カフェを訪れジョルダンと借金返済の件について話をした。金を盗んだのはレイラの元彼だと伝えるがとにかく金を返せと、取り合ってもらえない。カフェから出て止めてあったバイクのもとに戻るとミゲルが待っていた。借金はプロレーサーになってから少しづつ返すと伝えるが、断られる。ミゲルはどうやって返すか考えろと言い残し去っていった。

夜に電話がかかってきてジョルダンとミゲルがいるタトゥー屋へ呼び出される。そこで車に乗せられ、しばらく走り駐車場のような場所で降ろされる。そこにはバイクが置いてあり、覆面をかぶった男に荷物を渡される。その荷物を先程のタトゥー屋へ届けるように言われる。

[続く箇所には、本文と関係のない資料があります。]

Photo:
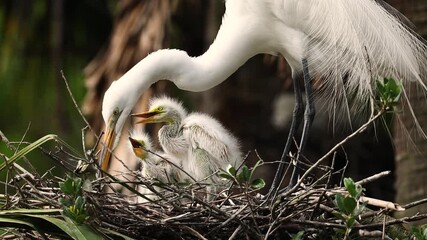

トニーはバイクを走らせる。途中、警察の追跡を受けながらもタトゥー屋に到着。これは麻薬の運び屋としての適正をみるためのテストで、トニーは合格だった。ミゲロは、2ヶ月間運び屋をすることで借金を帳消しにすると約束した。

その日からトニーはアルバイト、プロ選抜テスト、運び屋をする日々を送るようになる。

トニーは暴動が起きている地域に麻薬を届けることになった。タトゥー屋の前でジョルダンを待っているとムサがやってくる。ミゲルのもとで働いていることが知られてしまった。
麻薬を届けている最中にいきなり前方から銃撃を受ける。トニーはバイクごと横転し、二人組の男に追いかけられる走ってその場から逃げる。その2人はトニーの運ぶ麻薬が目当てだった。身を隠し、ジョルダンに電話で助けを求める。追手にみつかり銃撃を受けながらもジョルダンが用意した車になんとか乗り、その場から離れた。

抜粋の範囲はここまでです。